M: It’s this . . . upper-respiratory thing . . .

After a few ticks on the clock (seconds and stuff)

B: Well can I get fifty cent so that I can get something to drink?
M: Oh – yeah sure – I think that I have (end up pulling seventy-five cents out of my pocket!) – ooh yeah – I have seventy-five.

And then I stand there with the money in my hand – with him still standing across the street . . .

M:Well?! Here it is – come get it . . .

There was no – no – no way that I was going to cart his money all the way to his side of the street . . .

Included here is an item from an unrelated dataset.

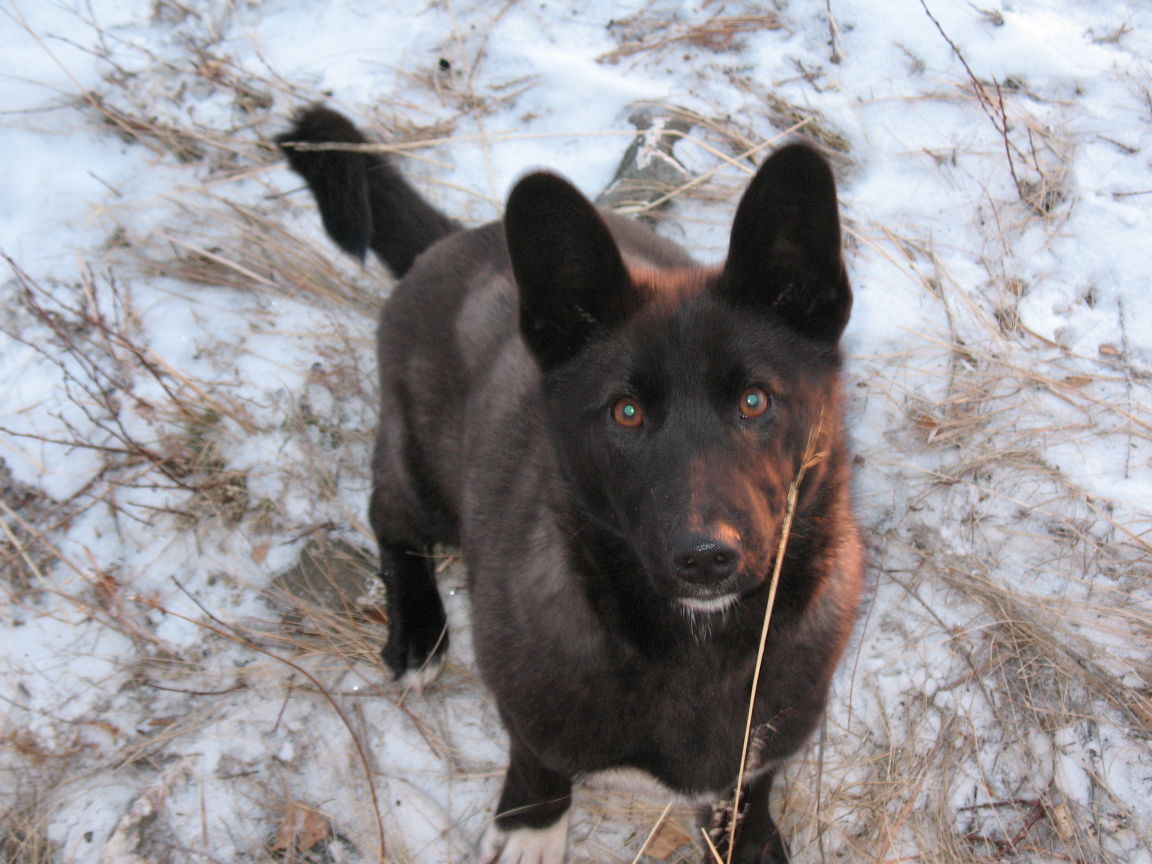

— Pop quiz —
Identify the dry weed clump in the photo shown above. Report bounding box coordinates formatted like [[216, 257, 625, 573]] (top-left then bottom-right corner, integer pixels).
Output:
[[0, 2, 1152, 864]]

B: Oh – thanks (and then he comes over to my side of the street)
M: So what is your name anyway?!
B: Barry –
M: Well Barry – my name is Nat – and I live over that-a-way – down there a bit. Uhm . . . it was nice to meet you . . . (and then we exchange a kind of weak weak “pound” type of thing)

Then Barry started to walk down the street – (back back) from the way that I came . . .

B: (He turned back towards me – only a few feet away at this point) Hey man . . . you take care of yourself with that . . .
M: ahrm . . . thanks Barry – – thanks a lot. I will.

And then we parted ways. My favorite part of the whole exchange was that at a couple of points – – I managed to throw in some little **cough coughs** – – to I guess push forth the whole “upper-respiratory problem” that I was having . . .

That was the last time that I ever saw Barry. But I can’t help but think that if Id see him again – it might just spoil things (a bit). Fare thee well – friend Barry – and may your upper-respiratory system always find good health!